In 2005, Newman was given an Emmy award, a Golden Globe and a Screen Actors Guild award for his performance in the mini series "Empire Falls," for which he also served as executive producer.

Newman also was recognized for his work behind the camera, earning an Academy Award nomination for Best Picture and a Golden Globe award for Best Director for "Rachel, Rachel," which he produced and directed, and which starred his wife, Joanne Woodward.

In May 2007, Newman told ABC News' "Good Morning America" that he had given up acting.

"I'm not able to work anymore as an actor at the level I would want to," he said. "You start to lose your memory, your confidence, your invention. So that's pretty much a closed book for me."

Newman cultivated passions outside acting, notably auto racing.
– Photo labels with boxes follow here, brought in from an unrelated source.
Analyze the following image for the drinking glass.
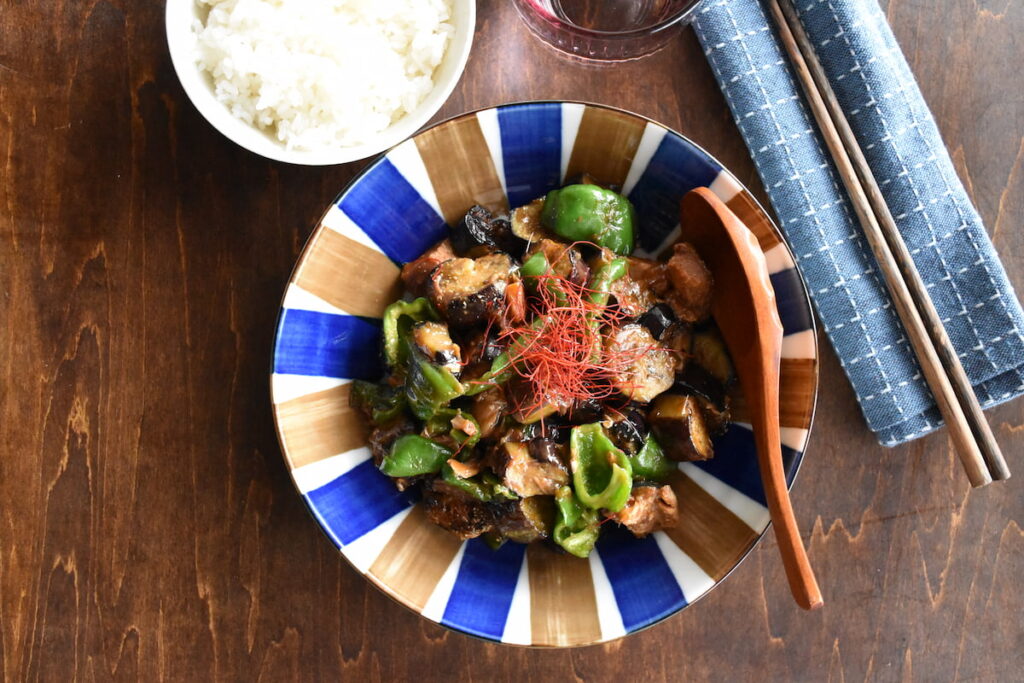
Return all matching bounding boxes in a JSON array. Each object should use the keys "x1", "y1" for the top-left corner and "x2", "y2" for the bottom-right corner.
[{"x1": 513, "y1": 0, "x2": 700, "y2": 61}]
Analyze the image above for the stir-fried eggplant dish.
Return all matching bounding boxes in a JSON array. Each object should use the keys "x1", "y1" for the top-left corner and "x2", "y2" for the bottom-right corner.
[{"x1": 351, "y1": 183, "x2": 733, "y2": 557}]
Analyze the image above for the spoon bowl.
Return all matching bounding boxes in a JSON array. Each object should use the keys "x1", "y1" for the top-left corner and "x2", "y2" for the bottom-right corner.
[{"x1": 680, "y1": 187, "x2": 822, "y2": 609}]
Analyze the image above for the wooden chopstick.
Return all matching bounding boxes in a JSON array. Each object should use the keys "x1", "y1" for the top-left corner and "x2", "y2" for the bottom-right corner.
[{"x1": 769, "y1": 0, "x2": 1010, "y2": 486}]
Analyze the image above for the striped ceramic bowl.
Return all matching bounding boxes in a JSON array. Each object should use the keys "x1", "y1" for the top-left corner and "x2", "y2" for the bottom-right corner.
[{"x1": 271, "y1": 102, "x2": 818, "y2": 645}]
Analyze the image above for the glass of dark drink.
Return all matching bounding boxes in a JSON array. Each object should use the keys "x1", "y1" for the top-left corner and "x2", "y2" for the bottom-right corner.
[{"x1": 513, "y1": 0, "x2": 700, "y2": 61}]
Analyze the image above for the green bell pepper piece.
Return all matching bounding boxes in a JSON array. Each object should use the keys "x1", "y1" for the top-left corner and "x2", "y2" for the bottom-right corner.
[
  {"x1": 441, "y1": 462, "x2": 518, "y2": 503},
  {"x1": 541, "y1": 185, "x2": 636, "y2": 256},
  {"x1": 350, "y1": 380, "x2": 406, "y2": 426},
  {"x1": 551, "y1": 486, "x2": 601, "y2": 557},
  {"x1": 587, "y1": 258, "x2": 629, "y2": 362},
  {"x1": 441, "y1": 463, "x2": 494, "y2": 503},
  {"x1": 480, "y1": 472, "x2": 519, "y2": 501},
  {"x1": 380, "y1": 434, "x2": 452, "y2": 477},
  {"x1": 406, "y1": 351, "x2": 466, "y2": 420},
  {"x1": 569, "y1": 422, "x2": 633, "y2": 512},
  {"x1": 383, "y1": 297, "x2": 440, "y2": 370},
  {"x1": 587, "y1": 258, "x2": 629, "y2": 306},
  {"x1": 519, "y1": 251, "x2": 551, "y2": 286},
  {"x1": 627, "y1": 434, "x2": 678, "y2": 481}
]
He took home trophies from Le Mans and Daytona and was co-owner of an Indy car team.

Marriage

During the filming of "The Long Hot Summer," Newman co-starred with Joanne Woodward, whom he knew from their work together in a Broadway production of "Picnic." The two fell in love, and after Newman's first wife agreed to give him a divorce, they married in 1958.

Unlike most Hollywood couples, Newman and Woodward never split. He once said, when asked how it was that they were able to stay true to one another, "Why fool around with hamburger when you have steak at home?"

A statement released today by Newman's spokesman quoted an unnamed friend of the actor remembering what it was like to watch him watch Woodward.

"No one in his audience was ever privy to the tenderness and pride Paul had for Joanne and her talent," the friend was quoted as saying. "Watching him on the set watching her, from his seat by the camera, was to see a man transformed: his brave face taken all unawares, his lips parted in amazement, his eyes brimming with tears that never fell. It was a brief window into a man in perpetual love."

Charity

In the 1980s Newman turned his attention to charity work. He started Newman's Own, a food company that he built from the ground up, with all of the proceeds going to charity -- more than $240 million to date. He also started "Hole-in-the-Wall Camps" for terminally ill children. The name for those camps came from the gangsters' hideout in his film, "Butch Cassidy and the Sundance Kid."

When asked why he started the "Hole-in-the-Wall" camps, Newman spoke of luck: "I wanted to acknowledge luck: the chance and benevolence of it in my life, and the brutality of it in the lives of others, who might not be allowed the good fortune of a lifetime to correct it."